O debate fiscal brasileiro é frequentemente manipulado pela escolha da métrica de endividamento utilizada. Existem dois indicadores principais: o da dívida bruta, que mede o valor absoluto das obrigações do setor público. Em junho de 2026, atingiu 81% do PIB (cerca de R$ 10 trilhões). E o da dívida líquida, que desconta tudo o que o Estado tem a receber (ativos e reservas cambiais). Esta encontra-se em 68% do PIB (R$ 9 trilhões), um patamar historicamente seguro e sob controle.
A insistência de setores do mercado financeiro em focar exclusivamente na dívida bruta tem um propósito político claro: inflar o tamanho do problema. Como a dívida bruta incorpora diretamente os juros compostos da taxa Selic, ela sobe de forma acelerada, criando um alarmismo artificial para justificar o desmonte de serviços essenciais.
O alvo mais fácil: aposentados e pensionistas
Com a falsa sensação de que o país enfrenta uma dívida impagável, a receita apresentada pela ortodoxia econômica é sempre a mesma: cortes drásticos na Previdência Social, além de saúde e educação. A escolha da Previdência como alvo reflete uma estratégia política baseada na vulnerabilidade do público atingido. Idosos e pensionistas têm menor capacidade de mobilização e reação nas ruas, tornando-se o elo mais fraco para a imposição de medidas de austeridade que preservam os privilégios do topo da pirâmide financeira
Ao contrário do que preveem os analistas mais pessimistas, a realidade fiscal demonstra resiliência. O comportamento da dívida líquida prova que o aumento dos investimentos sociais não desequilibrou o país, pois foi acompanhado pelo crescimento firme da arrecadação federal. O arcabouço fiscal já impõe limites rígidos para as despesas primárias (saúde, educação e aposentadorias). Portanto, o argumento de que a Previdência é a culpada pela trajetória da dívida carece de fundamento técnico.
O verdadeiro ralo do dinheiro público e o caminho justo para o equilíbrio
Se os gastos com o bem-estar social estão controlados, o que de fato pressiona as contas públicas? A resposta está na política monetária. Os juros consomem, sozinhos, R$ 1,1 trilhão dos cofres públicos a cada doze meses. Esse montante equivale a 8,8% de tudo o que o país produz em um ano (PIB). Sob essa dinâmica macroeconômica, a dívida pública brasileira mais do que dobra a cada década apenas pelo efeito da rolagem dos juros elevados.
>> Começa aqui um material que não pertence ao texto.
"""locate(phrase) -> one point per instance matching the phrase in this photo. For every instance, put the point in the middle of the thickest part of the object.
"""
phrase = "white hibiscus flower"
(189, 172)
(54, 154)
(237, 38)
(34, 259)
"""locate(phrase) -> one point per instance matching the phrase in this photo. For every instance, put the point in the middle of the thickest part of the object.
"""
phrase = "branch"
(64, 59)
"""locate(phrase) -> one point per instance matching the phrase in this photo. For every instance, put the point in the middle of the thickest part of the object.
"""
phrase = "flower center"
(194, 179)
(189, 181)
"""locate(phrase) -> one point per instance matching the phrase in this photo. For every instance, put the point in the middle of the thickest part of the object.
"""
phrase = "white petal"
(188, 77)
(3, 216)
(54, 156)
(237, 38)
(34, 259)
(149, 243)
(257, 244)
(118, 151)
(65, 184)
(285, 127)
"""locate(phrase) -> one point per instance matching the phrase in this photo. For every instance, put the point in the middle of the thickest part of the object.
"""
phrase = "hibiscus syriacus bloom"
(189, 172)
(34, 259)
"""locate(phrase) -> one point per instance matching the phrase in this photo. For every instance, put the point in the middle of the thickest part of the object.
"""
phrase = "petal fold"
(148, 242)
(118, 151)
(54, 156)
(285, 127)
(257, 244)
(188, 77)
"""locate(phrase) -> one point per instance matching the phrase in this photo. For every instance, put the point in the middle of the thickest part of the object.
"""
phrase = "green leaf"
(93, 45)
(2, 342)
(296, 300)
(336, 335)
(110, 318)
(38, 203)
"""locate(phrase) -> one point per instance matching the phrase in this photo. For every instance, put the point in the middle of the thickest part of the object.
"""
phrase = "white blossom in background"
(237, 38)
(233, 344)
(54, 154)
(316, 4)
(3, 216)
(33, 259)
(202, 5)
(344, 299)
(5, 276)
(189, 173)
A solução para a sustentabilidade fiscal do Brasil não passa pela retirada de direitos de quem trabalhou a vida inteira. Para equilibrar as contas públicas de forma justa e sustentável, o caminho econômico correto exige a redução da Taxa Básica de Juros (Selic) para aliviar a pressão financeira que drena o orçamento da União para o sistema bancário.
É fundamental preservar o arcabouço social, ou seja, manter os pisos constitucionais de saúde, educação e previdência, garantindo a circulação de renda na economia real. A estabilidade econômica real não será alcançada sacrificando os aposentados, mas sim enfrentando o verdadeiro ralo do orçamento nacional: a conta dos juros.